Inside:         x:2     y:2
Outside:        x:1     y:2

Inside:         x:3     y:3
Outside:        x:1     y:3

Answer 1

It stores it inside the object itself. Another way to think of your lambda is below. This is "kind of" equivalent to what the compiler is generating, and yes, I'm changing scopes around a bit and I know that, but this may be clearer to a beginner at C++.

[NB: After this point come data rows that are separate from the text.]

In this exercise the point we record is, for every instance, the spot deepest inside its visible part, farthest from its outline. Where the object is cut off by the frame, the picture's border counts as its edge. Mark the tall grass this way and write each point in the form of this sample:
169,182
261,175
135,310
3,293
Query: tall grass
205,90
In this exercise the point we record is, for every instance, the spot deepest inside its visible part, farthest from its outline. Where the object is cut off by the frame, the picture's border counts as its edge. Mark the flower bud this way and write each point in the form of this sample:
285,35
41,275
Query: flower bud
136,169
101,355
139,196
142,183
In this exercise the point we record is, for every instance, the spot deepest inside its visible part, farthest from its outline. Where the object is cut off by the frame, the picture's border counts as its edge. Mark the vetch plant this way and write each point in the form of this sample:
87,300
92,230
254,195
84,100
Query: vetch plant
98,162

static int y = 1; // Moved this out from main
class my_lambda{
public:
my_lambda(int x) : _x(x) {}
~my_lambda() = default;
void operator()()
{
  _x++;
  y++;
  cout<<"Inside:\t\t";
  cout<<"_x:"<<_x<<"\t"<<"y:"<<y<<endl;
}

private:
int _x;
};

int main() {
    int x = 1;
    my_lambda fun{x}; // "Captures" x

    for (int i = 0; i<2; i++) {
        fun();
        cout<<"Outside:\t";
        cout<<"x:"<<x<<"\t"<<"y:"<<y<<endl<<endl;
    }
}

As you can hopefully see, the "fake lambda" class I made is doing the same thing your actual lambda is. It "captures" x as part of its constructor and copies it to internal storage, which I called _x. And y is just in scope for it, though I moved to global to be above the class declaration.

I'm overloading the () operator to make a class that's callable, which is a normal thing to do in some circumstances. See operator overloading if you wish for more information.

So this is "kind of, sorta" how lambdas work. They take your body and put it into the operator() of the object that's generated, and anything captured is one of the object's variables, with either the actual object (if by value) or a reference, if captured that way.

And to directly answer your question: when fun goes out of scope, it is freed, both in a lambda, and my case.